Case Presentation:

A 53–year–old female presented with complaints of watery bowel movements every 30 minutes for several days. Although previously plagued with chronic diarrhea, it had resolved 1 month prior with cessation of alcohol abuse. At presentation she was afebrile, tachycardic, and found to have severe volume and electrolyte deficiencies for which she was admitted. The patient had a history of hypertension, and multifactorial fatty liver disease due to Hepatitis C, alcohol abuse and protein malnutrition. Her social history was positive for alcoholism, tobaccoism and occasional marijuana. She denied injection drug use and lives alone in an urban apartment building. Despite volume resuscitation, electrolyte repletion and improvement in her symptoms of what was determined to be C. Difficile colitis, the patient remained tachycardic and became febrile on hospital day three. Her dominant clinical sign was a diffuse pruritic rash which she related to a bed bug infestation of her apartment. Examination revealed widespread excoriated and ulcerated papules. Some lesions were in the “breakfast, lunch and dinner” distribution. A dermatologist confirmed the lesions were consistent with bed bug bites. Erythema underlying these lesions indicated an extensive skin and soft tissue infection (SSTI). There was no evidence of track marks or inflammation at her previous peripheral IV sites. Chest x–ray demonstrated no infiltrate. Three blood cultures, drawn over 24 hours, were positive for methicillin sensitive Staphylococcus aureus (MSSA). IV Vancomycin, initially empiric, was continued due to documented anaphylaxis with cephalexin. The patient was desensitized to nafcillin when the TTE suggested a posterior tricuspid leaflet density.
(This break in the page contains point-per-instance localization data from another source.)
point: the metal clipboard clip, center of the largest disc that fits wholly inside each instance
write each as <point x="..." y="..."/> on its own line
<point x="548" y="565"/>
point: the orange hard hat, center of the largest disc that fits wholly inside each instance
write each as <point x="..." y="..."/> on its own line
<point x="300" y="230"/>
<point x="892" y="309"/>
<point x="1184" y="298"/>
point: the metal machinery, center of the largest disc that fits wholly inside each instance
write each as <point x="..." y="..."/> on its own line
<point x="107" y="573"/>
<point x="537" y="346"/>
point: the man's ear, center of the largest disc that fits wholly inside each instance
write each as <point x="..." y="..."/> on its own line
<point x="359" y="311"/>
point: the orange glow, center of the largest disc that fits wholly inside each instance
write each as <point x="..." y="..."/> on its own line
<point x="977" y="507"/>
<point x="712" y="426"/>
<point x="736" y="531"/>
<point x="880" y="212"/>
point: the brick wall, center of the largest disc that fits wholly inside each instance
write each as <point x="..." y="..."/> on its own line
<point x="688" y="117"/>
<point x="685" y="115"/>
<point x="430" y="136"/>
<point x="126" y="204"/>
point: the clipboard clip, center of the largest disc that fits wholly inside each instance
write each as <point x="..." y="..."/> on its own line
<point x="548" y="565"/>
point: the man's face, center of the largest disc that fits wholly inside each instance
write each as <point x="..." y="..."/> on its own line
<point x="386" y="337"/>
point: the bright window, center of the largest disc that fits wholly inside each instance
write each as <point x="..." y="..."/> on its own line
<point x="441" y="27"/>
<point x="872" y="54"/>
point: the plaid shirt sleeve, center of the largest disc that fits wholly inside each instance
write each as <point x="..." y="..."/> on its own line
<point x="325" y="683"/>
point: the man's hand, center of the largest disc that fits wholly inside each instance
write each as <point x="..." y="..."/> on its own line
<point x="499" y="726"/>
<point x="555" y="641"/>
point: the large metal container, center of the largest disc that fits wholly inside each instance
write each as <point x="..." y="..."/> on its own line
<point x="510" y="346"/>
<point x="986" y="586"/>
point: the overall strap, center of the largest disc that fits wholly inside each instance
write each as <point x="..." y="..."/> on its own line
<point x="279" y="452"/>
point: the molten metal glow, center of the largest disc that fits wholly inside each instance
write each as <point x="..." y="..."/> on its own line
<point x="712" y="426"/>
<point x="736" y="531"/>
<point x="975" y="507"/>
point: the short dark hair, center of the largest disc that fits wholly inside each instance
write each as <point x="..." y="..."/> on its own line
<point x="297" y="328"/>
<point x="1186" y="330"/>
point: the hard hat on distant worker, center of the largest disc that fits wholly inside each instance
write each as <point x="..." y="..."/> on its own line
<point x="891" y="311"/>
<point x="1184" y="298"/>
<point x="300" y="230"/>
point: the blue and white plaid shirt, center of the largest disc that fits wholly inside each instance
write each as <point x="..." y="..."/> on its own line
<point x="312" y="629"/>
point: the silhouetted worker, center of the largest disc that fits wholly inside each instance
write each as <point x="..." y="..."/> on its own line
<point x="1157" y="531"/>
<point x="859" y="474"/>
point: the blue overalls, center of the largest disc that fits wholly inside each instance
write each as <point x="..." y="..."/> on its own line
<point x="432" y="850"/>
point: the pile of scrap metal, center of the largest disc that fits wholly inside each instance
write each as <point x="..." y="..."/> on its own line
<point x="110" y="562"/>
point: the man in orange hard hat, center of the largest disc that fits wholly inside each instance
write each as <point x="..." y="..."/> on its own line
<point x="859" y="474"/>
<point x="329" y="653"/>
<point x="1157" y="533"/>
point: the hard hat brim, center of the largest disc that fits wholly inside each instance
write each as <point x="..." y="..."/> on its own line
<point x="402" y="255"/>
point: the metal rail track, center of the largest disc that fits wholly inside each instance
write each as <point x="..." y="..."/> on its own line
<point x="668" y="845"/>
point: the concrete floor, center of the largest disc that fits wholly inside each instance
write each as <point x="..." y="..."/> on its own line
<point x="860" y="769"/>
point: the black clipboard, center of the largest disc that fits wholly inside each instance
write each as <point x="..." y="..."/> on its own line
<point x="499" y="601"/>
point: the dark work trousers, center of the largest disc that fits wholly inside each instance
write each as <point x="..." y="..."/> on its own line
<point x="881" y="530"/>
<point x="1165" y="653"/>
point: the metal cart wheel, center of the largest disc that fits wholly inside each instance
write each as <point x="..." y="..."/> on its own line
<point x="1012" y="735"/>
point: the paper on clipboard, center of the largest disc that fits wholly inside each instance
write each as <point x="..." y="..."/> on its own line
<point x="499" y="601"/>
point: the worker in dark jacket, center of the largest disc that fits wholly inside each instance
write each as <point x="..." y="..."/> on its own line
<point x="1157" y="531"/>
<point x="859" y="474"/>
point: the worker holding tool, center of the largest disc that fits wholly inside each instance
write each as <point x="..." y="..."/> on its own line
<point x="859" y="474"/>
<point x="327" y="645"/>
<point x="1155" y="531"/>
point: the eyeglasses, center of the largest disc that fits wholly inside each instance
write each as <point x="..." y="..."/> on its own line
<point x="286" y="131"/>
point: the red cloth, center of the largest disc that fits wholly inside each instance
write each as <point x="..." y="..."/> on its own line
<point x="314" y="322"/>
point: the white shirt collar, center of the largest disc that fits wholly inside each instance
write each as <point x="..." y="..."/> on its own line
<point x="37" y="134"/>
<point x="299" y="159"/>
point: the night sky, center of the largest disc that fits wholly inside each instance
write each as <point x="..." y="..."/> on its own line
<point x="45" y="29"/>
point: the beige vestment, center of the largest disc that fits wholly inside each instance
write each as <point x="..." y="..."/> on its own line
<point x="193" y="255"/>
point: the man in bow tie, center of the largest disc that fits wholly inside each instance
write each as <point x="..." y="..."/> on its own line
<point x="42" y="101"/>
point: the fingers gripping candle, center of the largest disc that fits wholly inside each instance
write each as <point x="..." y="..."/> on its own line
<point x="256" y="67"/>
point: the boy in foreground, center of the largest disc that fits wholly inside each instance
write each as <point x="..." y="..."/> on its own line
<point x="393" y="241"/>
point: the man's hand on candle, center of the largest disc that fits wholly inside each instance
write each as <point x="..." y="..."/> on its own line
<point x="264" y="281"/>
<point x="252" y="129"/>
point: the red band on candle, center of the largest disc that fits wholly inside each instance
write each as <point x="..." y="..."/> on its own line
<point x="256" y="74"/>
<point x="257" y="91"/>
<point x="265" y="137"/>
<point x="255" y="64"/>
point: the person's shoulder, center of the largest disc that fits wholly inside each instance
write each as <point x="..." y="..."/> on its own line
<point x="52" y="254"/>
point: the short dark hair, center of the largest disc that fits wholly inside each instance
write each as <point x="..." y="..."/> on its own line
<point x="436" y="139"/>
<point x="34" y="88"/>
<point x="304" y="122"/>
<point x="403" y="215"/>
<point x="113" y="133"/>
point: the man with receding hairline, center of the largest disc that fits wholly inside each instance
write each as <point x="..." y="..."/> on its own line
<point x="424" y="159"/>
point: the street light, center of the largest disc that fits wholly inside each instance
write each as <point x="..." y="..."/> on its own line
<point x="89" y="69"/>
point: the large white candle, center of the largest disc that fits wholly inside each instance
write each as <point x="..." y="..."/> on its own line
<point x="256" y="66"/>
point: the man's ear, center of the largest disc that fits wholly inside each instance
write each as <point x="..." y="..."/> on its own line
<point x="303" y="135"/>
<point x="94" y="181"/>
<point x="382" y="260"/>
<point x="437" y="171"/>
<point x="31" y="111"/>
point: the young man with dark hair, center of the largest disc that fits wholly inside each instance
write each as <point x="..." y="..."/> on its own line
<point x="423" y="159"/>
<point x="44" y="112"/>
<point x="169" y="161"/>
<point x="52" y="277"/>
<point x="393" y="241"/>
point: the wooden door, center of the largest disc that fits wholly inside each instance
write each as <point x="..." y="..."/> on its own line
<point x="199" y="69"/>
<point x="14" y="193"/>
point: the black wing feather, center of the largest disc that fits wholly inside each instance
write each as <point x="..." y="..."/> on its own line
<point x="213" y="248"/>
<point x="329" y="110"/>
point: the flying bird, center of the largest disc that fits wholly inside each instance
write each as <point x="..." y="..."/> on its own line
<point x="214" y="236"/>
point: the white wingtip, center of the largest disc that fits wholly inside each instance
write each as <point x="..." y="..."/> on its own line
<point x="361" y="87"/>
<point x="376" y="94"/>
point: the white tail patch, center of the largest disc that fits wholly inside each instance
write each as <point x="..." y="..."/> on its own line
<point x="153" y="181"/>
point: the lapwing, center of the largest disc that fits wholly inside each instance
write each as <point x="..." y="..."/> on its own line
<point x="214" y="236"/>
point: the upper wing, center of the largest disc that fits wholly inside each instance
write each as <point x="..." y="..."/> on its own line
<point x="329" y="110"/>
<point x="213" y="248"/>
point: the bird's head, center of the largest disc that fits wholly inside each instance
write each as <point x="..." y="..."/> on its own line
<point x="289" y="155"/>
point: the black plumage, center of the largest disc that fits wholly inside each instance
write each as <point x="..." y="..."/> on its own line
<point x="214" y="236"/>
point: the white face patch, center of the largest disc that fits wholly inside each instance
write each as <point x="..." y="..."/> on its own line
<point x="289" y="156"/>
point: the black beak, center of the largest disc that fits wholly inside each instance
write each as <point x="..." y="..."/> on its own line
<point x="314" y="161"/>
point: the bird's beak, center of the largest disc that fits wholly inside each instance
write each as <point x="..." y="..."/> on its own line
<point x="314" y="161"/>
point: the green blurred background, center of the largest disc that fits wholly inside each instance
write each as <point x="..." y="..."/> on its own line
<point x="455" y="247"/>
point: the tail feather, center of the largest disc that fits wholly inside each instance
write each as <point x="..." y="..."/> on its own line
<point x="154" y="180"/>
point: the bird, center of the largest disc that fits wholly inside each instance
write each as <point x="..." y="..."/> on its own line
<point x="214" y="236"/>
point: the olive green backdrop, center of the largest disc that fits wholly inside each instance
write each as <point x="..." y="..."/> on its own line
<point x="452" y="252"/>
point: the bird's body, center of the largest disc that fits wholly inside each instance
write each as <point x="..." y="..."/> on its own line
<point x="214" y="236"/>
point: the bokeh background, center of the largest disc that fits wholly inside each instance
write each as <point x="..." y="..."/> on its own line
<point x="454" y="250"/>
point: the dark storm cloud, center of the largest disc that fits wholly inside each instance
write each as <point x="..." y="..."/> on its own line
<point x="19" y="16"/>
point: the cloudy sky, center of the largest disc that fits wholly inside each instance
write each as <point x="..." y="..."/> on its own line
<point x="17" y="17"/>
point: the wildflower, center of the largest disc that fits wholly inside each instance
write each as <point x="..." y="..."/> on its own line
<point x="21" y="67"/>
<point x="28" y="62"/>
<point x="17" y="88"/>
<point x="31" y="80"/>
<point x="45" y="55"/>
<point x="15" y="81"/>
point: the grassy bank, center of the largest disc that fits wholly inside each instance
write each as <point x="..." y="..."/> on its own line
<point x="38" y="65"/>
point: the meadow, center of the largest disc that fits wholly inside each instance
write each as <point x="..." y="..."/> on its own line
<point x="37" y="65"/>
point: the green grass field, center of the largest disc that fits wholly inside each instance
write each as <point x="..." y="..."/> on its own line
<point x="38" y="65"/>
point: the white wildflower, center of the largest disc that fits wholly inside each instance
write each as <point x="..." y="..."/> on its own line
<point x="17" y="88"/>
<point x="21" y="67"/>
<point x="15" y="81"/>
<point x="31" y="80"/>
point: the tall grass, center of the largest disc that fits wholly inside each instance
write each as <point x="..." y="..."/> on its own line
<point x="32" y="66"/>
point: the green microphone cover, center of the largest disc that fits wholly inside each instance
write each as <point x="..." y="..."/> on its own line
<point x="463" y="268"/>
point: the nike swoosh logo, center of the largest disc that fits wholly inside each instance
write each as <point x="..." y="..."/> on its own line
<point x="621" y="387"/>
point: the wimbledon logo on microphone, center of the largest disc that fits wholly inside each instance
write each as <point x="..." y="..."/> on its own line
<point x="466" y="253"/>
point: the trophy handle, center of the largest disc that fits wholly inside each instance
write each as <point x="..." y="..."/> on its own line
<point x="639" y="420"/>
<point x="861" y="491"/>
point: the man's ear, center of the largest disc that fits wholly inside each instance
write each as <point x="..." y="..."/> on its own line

A subsequent TEE clarified this as the tip of the central venous catheter which had been placed at the time of her first positive blood culture. Her hospital course was further complicated by nafcillin induced interstitial nephritis after which vancomycin was resumed. The patient was discharged to a skilled nursing facility to complete a 4 week course of IV vancomycin.

Discussion:

To date, reported clinical sequelae of Cimex lectularis (a.k.a. “bed bug”) infestations are limited to dermatologic manifestations, local and systemic allergic reactions, and late onset allergic reactions including serum sickness. While hematophagous and having demonstrated the ability to acquire and maintain infectious agents after a blood meal, there is still not enough evidence to suggest that bed bugs act as vectors of disease. We report the first known case of C. lectularis providing a portal of entry for prolonged MSSA blood stream infection via an SSTI. This patient’s prolonged hospital stay involved invasive procedures, was complicated by AKI, and culminated in an extended nursing facility admission.

Conclusions:

Hospitalists should be aware that C. lectularis can impart significant morbidity by offering a portal of entry for systemic infection.